Michael and Sean sat either side of their father.
‘What’s this about, Da?’ said Sean.
‘Family, Sean, family…’ He stalled. Sipped coffee. Settled the mug on the bedside cabinet. Folded his hands across his lap. Looked to his sons in turn. ‘Do you remember your mother telling you how your grandfather on her side had a brother and how he died when he was young?’
The brothers nodded.
‘Your Ma told you he died from smallpox. I can’t remember exactly the yarn she spun. Anyway, that’s hardly the point… The point is your grandfather didn’t have one brother, he had two. Their names were Tom and Connor.’ Thomas hesitated. Gulped tar-like black, restorative coffee. ‘The thing is … they died at the same time…’ Thomas fell silent, weighed the gravity of his words.
‘Come on, Da, spit it out. We’ve things to do,’ said Michael.
‘Okay, have it your way. Spic mobsters murdered your grandfather’s brothers in cold blood,’ said Thomas, scanning the faces of his sons, gauging their reactions.
‘That’s blarney,’ said Sean.
‘I only wish it were, Sean. But I’m afraid it’s as real as the drunken old bastard you see laid in this bed before you, so it is.’
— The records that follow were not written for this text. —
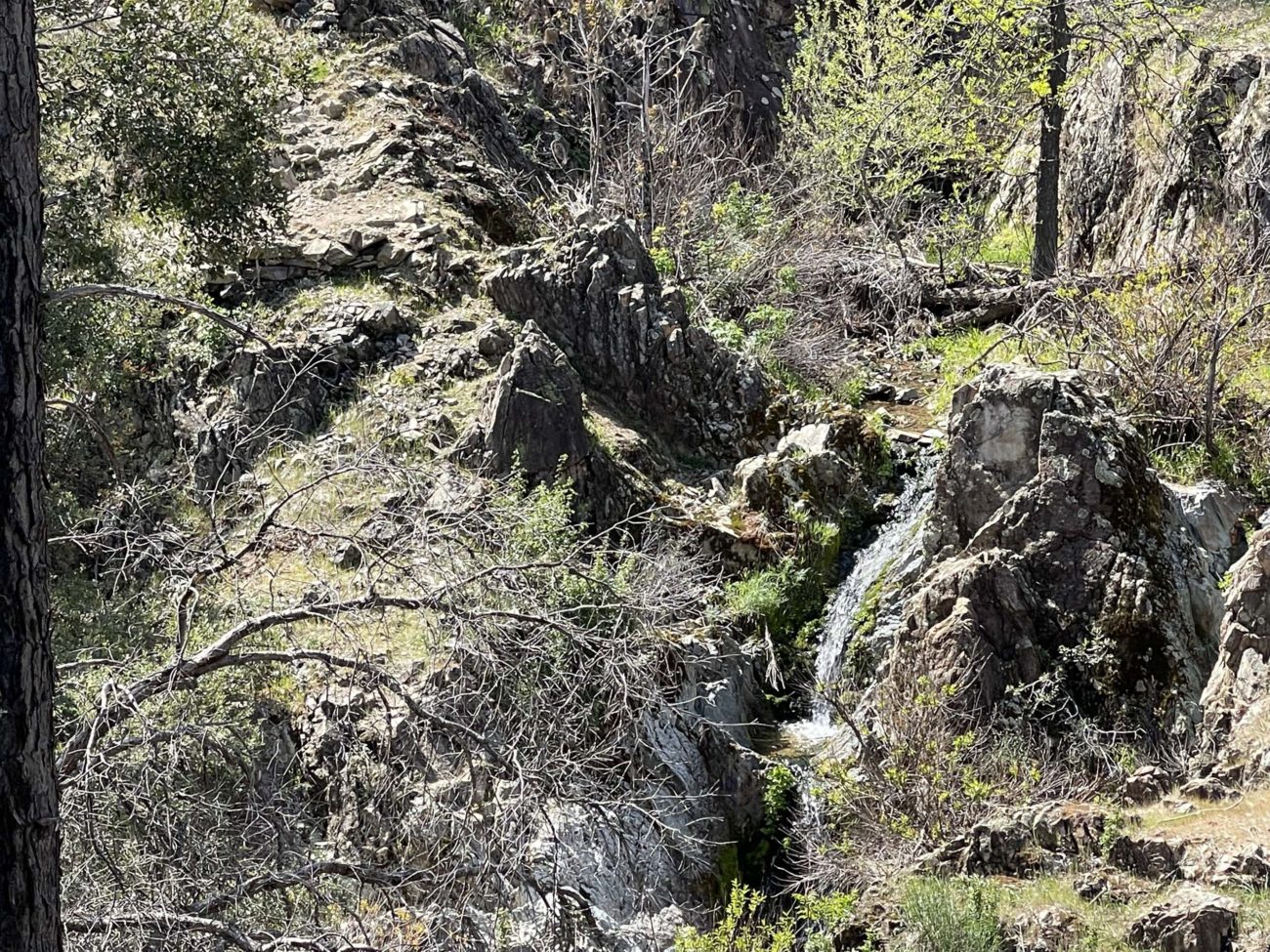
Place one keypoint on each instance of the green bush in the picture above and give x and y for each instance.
(952, 915)
(749, 925)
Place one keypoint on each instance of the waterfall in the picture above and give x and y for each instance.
(868, 567)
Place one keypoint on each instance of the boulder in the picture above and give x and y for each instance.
(1030, 841)
(1237, 697)
(265, 396)
(820, 469)
(1190, 921)
(1061, 561)
(533, 418)
(1147, 785)
(597, 295)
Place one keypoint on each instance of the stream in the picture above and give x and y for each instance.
(868, 566)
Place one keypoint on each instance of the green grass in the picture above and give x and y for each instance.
(1011, 245)
(952, 915)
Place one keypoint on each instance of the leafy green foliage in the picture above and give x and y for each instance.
(747, 926)
(160, 118)
(169, 110)
(889, 126)
(952, 915)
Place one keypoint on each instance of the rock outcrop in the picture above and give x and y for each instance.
(263, 397)
(1030, 841)
(1061, 562)
(1133, 194)
(597, 295)
(1190, 921)
(1237, 697)
(821, 470)
(533, 419)
(622, 875)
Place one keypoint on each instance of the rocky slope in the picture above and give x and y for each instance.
(1166, 152)
(528, 540)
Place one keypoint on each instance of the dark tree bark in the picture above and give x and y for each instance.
(29, 918)
(1059, 36)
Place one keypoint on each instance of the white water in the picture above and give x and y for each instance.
(868, 567)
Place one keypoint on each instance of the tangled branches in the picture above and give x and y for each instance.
(364, 720)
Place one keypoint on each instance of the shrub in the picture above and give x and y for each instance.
(952, 915)
(749, 925)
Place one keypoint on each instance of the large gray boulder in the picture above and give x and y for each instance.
(597, 295)
(1061, 562)
(533, 418)
(1237, 697)
(1190, 921)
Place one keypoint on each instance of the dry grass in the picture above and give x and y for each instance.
(1241, 821)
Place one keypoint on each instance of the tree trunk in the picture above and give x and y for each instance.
(1045, 249)
(28, 790)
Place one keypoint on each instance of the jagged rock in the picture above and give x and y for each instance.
(1190, 921)
(436, 54)
(1152, 857)
(267, 396)
(1052, 537)
(493, 341)
(533, 420)
(1237, 697)
(1050, 930)
(596, 293)
(533, 423)
(1146, 785)
(1045, 837)
(1133, 195)
(817, 469)
(1209, 787)
(1101, 887)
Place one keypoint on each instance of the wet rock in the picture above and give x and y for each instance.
(818, 469)
(1052, 534)
(1190, 921)
(1237, 697)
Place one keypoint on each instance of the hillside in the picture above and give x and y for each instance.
(614, 476)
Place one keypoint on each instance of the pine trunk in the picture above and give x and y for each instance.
(1048, 169)
(28, 788)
Thomas recounted—as best he understood it—the cold-blooded slaying of the O’Shea brothers in an illegal basement distillery on a stormy winter night in 1930.
‘So there you have it. You know as much as I do.’
39
Sean sat back and lit a cigarette. Inhaled a long draw. Exhaled. Said, ‘Do you remember how Ma had taken it?’
‘Course, I do. How could I forget?’
‘When she found out that he’d told us? How it had been the last straw? It tore her apart. At first she’d been furious. Then, when the anger subsided, she became cold. Morose. Detached. Christ’s sake she even gave you and me the cold shoulder. She couldn’t bring herself to love him after that. She never said it, but something inside her died. She was a husk. There was nothing left.’
Michael directed his gaze to his beer. Watched bubbles rising towards the underside of the foaming head. Just like Da, Sean couldn’t—wouldn’t—let it go. Whenever they met for a drink he’d always raise the subject. That balmy evening in 1967 was fixed inside his head, like the anchor of an ocean lin
er on the seabed.
‘Fuck’s sake, Sean, let it go! Why live in the past? It’s pointless. Move on. Ma’s happy enough now, isn’t she?’ implored Michael.
‘It’s okay you saying that, but when you think about it in the cold light of day, those murders, they destroyed Da. In doing so they destroyed the family - our family… If only they’d never happened,’ said Sean, gulping beer. ‘Two more beers, Anna, darling. We need another drink.’
‘Jesus Christ, Sean, I’ve only just got this one,’ Michael objected.
‘I’m not having that. You’re a long time dead.’
Michael shook his head, sucked and blew a long breath and resigned himself to a thick head in the morning.
‘To hell with it … go on then… You do know you’re a madman? I’ll have one more for the road. One more, you hear? No more.’
‘Good man,’ said Sean, slapping his brother on the back.
Michael Casey knew his brother was an asshole, but found himself drawn to their anarchical nights of heavy drinking where they’d reminisce, bounce the bullshit and share the craic. Such nights with Sean provided Michael with an antidote to the increasing conformity and tedium of police work and his faux home life. Drinking with Sean was a buzz.
‘She’s only got eyes for me, bro,’ said Sean with a wink, as the petite lap dancer he’d been eyeing up for the past half-hour, pointed towards a perimeter booth.
‘I’ll be back in fifteen. Watch my drink,’ said Sean swinging from the barstool.
Ten minutes later, Michael smirked as Sean clambered onto the barstool beside him.
‘Enjoy that?’
‘You bet I did. She’s a honey. What I wouldn’t do to…’
Michael interjected with a raised palm. ‘Eh, enough already… I get the picture. Okay?’